Charles Picqué et les élections de 1988, donc. Ce qu'il racontait à l'époque n'est pas très éloigné de ce que raconte ce reportage 25 ans plus tard.  Son propos n'est pas très éloigné de se que racontent aujourd'hui les Alain Destexhe, Denis Ducarme ou Claude Demelenne. Le reportage s'attarde longuement sur les relais 'ethniques' de certains candidats et la récupération politique qu'en espèrent les partis qui se présentent aux élections.  Pas bien nous dit-on.  Pas bien... Fort bien... mais que font donc les Alain Destexhe, Denis Ducarme... ou Charles Picqué, il y a 25 ans, si ce n'est s'adresser à 'leurs électeurs' pour leur adresser un message 'ethnique' qui dit, en substance, de se méfier des immigrés, des musulmans, de ces autres dangereux, car il en va de leur sécurité? Ils ne font rien d'autre que de se positionner électoralement en s'adressant à ceux qui pourraient leur apporter leur voix, leur communauté d'électeurs, en quelque sorte. Le filon, loin de se tarir, semble, jusque là, inépuisable.

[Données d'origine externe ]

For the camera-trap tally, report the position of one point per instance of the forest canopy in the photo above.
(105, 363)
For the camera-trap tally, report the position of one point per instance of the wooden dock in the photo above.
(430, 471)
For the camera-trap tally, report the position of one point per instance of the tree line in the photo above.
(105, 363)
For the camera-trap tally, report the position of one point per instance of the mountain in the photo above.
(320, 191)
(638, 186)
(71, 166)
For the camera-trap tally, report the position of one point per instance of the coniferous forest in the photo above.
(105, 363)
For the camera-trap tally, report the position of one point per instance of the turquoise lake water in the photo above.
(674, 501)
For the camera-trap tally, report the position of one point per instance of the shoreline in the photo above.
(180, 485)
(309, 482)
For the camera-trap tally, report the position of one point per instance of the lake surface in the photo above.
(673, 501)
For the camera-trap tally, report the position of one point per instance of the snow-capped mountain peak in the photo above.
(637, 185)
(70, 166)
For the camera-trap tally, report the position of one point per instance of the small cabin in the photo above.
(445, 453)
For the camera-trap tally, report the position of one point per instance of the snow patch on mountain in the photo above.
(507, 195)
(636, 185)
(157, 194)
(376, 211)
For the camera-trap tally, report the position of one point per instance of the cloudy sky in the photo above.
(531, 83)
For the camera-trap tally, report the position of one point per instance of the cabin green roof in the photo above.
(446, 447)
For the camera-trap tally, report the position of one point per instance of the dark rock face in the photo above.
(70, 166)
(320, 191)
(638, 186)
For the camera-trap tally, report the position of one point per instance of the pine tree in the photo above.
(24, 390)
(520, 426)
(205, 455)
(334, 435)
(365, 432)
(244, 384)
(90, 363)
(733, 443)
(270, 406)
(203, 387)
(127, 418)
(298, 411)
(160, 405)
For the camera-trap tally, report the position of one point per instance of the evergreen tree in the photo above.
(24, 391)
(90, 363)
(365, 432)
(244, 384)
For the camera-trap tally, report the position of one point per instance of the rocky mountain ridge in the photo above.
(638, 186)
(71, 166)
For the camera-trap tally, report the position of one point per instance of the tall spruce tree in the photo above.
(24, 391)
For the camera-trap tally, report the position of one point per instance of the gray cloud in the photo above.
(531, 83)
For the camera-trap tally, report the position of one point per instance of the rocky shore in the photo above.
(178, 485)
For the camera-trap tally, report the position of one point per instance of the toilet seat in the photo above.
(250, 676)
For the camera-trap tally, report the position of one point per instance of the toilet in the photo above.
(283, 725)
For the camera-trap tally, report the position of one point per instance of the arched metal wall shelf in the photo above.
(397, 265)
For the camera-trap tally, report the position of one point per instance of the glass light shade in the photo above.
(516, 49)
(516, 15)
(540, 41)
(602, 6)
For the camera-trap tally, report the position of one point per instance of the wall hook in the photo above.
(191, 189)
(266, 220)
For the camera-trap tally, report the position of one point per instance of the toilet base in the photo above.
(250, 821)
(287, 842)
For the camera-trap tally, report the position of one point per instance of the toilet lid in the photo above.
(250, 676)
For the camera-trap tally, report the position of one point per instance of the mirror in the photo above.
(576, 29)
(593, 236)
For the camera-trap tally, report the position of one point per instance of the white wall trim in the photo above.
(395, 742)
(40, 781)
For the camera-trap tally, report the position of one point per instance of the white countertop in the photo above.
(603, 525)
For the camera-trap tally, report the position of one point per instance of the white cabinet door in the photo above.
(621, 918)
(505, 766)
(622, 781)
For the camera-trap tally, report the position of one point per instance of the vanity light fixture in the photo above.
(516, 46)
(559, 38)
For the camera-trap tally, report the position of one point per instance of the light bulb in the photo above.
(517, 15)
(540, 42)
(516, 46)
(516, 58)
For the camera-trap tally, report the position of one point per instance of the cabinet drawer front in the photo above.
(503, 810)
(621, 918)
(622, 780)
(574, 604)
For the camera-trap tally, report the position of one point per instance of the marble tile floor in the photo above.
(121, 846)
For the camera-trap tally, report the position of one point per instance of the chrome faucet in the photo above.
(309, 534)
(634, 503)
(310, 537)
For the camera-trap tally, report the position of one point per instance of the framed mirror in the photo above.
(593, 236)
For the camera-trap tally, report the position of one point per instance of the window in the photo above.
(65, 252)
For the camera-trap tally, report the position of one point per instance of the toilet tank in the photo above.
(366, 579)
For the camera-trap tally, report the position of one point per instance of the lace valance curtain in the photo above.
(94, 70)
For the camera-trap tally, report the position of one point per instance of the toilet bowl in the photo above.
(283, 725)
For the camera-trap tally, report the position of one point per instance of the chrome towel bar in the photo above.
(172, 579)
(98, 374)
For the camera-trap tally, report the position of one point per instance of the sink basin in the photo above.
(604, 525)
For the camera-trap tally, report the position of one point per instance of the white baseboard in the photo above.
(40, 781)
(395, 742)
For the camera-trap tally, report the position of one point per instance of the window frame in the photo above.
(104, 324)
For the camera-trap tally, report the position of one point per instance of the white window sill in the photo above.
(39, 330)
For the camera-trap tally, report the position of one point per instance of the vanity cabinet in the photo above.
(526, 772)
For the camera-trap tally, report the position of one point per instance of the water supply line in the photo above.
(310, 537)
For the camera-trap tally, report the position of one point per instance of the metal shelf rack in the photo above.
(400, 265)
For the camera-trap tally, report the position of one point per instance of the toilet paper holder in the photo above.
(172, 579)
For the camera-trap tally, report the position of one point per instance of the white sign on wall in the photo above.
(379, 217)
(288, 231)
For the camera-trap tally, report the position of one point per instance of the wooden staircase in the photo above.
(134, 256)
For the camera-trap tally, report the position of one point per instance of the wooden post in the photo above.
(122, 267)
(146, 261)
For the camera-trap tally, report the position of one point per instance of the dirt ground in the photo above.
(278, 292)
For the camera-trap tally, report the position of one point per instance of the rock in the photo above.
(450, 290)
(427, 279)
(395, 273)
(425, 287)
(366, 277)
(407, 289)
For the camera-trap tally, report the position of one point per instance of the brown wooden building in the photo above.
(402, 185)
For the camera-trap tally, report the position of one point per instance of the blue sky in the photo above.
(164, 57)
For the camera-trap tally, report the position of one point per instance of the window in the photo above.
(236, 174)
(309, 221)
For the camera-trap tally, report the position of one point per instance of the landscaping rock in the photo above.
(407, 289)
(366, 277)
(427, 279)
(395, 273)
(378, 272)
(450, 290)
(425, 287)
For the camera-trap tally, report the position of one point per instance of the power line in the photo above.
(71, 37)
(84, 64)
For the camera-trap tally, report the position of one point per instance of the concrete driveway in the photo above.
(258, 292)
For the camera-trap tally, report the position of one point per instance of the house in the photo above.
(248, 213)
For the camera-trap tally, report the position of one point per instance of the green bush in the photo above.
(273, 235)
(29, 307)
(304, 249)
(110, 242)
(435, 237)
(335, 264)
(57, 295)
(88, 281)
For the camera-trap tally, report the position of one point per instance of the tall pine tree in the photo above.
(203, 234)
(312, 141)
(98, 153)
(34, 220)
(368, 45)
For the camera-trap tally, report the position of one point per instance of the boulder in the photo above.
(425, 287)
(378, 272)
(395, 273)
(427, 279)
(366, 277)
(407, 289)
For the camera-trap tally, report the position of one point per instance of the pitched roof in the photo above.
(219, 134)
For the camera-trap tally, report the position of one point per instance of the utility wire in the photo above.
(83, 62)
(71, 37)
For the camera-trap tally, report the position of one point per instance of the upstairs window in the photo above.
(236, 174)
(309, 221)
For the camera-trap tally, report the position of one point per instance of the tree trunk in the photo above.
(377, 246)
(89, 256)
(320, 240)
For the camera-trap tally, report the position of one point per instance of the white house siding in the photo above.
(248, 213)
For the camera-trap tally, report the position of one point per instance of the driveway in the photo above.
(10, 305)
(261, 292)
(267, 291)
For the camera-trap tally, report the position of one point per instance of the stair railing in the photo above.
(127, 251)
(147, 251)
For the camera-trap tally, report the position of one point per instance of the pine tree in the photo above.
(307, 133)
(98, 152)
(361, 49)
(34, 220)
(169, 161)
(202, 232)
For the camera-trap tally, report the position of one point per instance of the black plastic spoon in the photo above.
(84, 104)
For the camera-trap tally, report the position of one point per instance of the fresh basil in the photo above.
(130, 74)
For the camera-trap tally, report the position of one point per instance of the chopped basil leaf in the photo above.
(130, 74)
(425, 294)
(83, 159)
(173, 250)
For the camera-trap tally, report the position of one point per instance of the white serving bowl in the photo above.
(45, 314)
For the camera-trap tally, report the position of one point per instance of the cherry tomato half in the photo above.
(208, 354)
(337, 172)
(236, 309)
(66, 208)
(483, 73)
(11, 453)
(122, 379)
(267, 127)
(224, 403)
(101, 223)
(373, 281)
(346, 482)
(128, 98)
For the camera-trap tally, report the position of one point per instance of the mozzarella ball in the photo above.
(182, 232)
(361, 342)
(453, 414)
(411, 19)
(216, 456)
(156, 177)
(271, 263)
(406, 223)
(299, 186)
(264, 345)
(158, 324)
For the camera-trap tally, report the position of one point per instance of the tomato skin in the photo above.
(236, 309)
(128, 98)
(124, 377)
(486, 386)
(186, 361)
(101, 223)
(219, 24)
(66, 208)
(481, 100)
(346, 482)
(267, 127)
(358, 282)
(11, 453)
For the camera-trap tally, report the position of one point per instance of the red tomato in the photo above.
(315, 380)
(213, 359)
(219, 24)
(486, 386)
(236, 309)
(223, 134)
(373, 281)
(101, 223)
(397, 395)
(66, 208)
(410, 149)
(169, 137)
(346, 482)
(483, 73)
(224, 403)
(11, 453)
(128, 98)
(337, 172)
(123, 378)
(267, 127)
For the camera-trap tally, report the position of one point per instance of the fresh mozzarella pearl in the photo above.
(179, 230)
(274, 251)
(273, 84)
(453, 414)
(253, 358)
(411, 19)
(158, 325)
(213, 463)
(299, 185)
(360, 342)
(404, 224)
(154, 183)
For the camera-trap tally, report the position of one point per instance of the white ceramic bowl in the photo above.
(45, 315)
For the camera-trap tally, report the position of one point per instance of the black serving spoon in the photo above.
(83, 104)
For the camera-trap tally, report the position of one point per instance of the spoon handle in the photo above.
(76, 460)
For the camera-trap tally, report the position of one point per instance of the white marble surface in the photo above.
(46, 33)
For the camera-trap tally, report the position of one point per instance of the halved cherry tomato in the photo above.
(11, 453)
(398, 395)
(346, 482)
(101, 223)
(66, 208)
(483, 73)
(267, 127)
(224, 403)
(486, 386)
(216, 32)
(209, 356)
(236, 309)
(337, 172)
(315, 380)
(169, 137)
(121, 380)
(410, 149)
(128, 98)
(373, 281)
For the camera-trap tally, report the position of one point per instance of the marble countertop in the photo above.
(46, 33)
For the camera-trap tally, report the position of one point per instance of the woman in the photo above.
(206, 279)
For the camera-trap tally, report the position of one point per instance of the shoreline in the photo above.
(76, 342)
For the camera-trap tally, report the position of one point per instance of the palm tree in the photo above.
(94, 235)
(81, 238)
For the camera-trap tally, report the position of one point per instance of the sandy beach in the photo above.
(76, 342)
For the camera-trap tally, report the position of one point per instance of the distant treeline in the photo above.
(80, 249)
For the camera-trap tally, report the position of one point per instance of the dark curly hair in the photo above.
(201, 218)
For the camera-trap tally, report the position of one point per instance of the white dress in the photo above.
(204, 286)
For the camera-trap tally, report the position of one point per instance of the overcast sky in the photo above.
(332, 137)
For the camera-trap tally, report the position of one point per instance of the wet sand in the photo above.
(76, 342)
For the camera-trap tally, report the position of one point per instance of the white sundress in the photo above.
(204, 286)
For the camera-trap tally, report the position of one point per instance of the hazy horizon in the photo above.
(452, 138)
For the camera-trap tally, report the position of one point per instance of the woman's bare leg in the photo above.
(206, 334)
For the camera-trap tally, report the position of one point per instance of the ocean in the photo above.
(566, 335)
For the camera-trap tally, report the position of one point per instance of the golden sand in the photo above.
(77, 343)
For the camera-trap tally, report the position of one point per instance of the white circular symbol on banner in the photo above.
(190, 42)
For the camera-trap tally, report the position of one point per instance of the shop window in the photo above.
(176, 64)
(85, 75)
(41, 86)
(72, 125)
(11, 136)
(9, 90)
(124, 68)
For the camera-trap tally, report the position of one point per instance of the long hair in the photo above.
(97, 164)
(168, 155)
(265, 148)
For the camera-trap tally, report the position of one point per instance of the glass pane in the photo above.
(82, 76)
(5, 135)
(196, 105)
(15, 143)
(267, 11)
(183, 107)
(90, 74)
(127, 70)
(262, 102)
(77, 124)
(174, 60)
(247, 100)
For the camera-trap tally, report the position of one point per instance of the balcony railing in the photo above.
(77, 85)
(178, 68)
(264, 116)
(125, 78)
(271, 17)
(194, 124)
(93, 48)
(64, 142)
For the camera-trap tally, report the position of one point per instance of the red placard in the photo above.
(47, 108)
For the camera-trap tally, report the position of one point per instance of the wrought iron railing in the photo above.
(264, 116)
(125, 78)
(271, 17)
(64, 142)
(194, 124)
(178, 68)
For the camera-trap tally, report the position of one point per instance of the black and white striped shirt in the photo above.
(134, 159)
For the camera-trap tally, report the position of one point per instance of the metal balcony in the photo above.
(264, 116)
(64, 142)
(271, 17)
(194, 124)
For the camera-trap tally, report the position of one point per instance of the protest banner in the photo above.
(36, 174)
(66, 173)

Il y a 25 ans Charles Picqué comptaient sans doute sur des électeurs xénophobes ou, à tout le moins, en phase avec ce type de discours stigmatisant pour être élu. Je ne sais pas s'il a changé d'avis concernant les immigrés et les musulmans; à vrai dire, cela m'est égal; mais je sais qu'il ne produirait plus un tel tract aujourd'hui, car une bonne part de son électorat est (d'origine) immigré ou musulman.  Les Destexhe ou Ducarme tapent sur ce clou là; je ne sais pas s'ils sont convaincus de ce qu'ils disent, et à vrai dire, je m'en moque; mais ils le disent car leur électorat n'est ni (d'origine) immigré ou musulman.

Oui, je sais, je me suis un peu mélangé les idées... mais c'est que voyez-vous, comme le chante Helmut Fritz, ça m'énerve!



dimanche 8 avril 2012

Je suis un Zéro pointé...



Vous savez bien, la paille et la poutre... parfois, la poutre, elle vous revient dans l'autre oeil.  Cet espace, je l'ai imaginé comme un espace où montrer, ou du moins essayer, la bêtise et les incohérences des médias et des politiques sur des questions liées à l'immigration. Bêtise... en tout cas incohérence, c'est ce que je ressens  concernant la grève de la faim de 23 sans-papiers qui se trouvent à la VUB. Je travaille dans une de ces associations silencieuses, qui ne disent rien sur ce qu'il se passe à la VUB. Et cela me met mal à l'aise. Alors, je ne vais pas la ramener. Je vais laisser cet espace à quelqu'une qui s'y est intéressé et qui a quelque chose d'utile à dire.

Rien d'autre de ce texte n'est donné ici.